Visionaries at the JPDO envision increased use of on-demand transportation, facilitated in part by the advent of an agile ATC system that provides relevant services to a variety of diverse users from any location. Technologies, including those being studied as part of NASA’s Small Aircraft Transportation System, will significantly increase the use of smaller airports, thereby bringing air travel to many more rural communities and reducing the bottlenecks caused by the hub-and-spoke system that dominates today’s airline travel.
The JPDO also proposes an air-transportation system that provides routine and reliable access to airspace and airports for very light jets, single-pilot aircraft and unmanned aerial vehicles. Federal planners see a significant role for VLJs used to provide on-demand “sky cab” transportation services to smaller airports.
The JPDO’s Integrated Plan is merely the first step in a 20-year program of transformation, and planners expect to make many refinements and revisions during its future development. The plan currently consists of eight major strategies that relate to airports, security, ATC, user-specific situational awareness, safety management, environmental issues, weather and global harmonization of equipment and operations.
Each strategic area affects the others and therefore planners must coordinate all of the areas to yield the system’s full benefits.

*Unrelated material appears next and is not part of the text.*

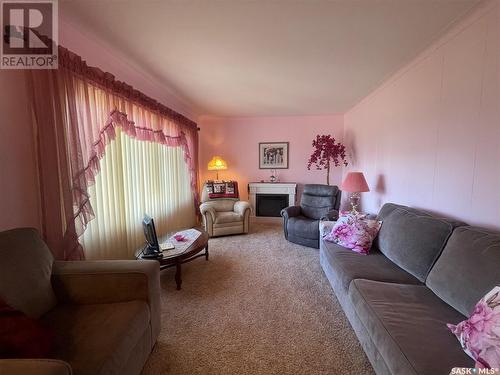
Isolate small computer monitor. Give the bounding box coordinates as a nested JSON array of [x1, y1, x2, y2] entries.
[[142, 215, 160, 254]]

Creating an integrated air-transportation system to meet future needs will involve redistributing operational and decision-making responsibilities among a broad spectrum of stakeholders, including multiple federal, state, local and private entities.
To understand the role of all stakeholders and to benefit from their expertise, the JPDO will create an integrated product team (IPT) for each strategy, which should provide operators the opportunity to have meaningful input into the next-generation air-transportation system.
Since the transformation as envisioned by the JPDO anticipates new ways of doing business, including the possibility of congestion pricing and other market-based approaches to management of airspace demand, it is essential that operators participate actively in the IPT process.
Aviation’s future hinges on the government’s realization that air transportation is an absolute necessity for economic growth and improved quality of life. But developing and implementing advanced technologies and new operating procedures will be costly, which is challenging at a time when the U.S. government faces deficits and is attempting to shift infrastructure and operating costs to the private sector. It is imperative for members of the business aviation community to become engaged in the transformation process and, among other things, become active members of each integrated product team.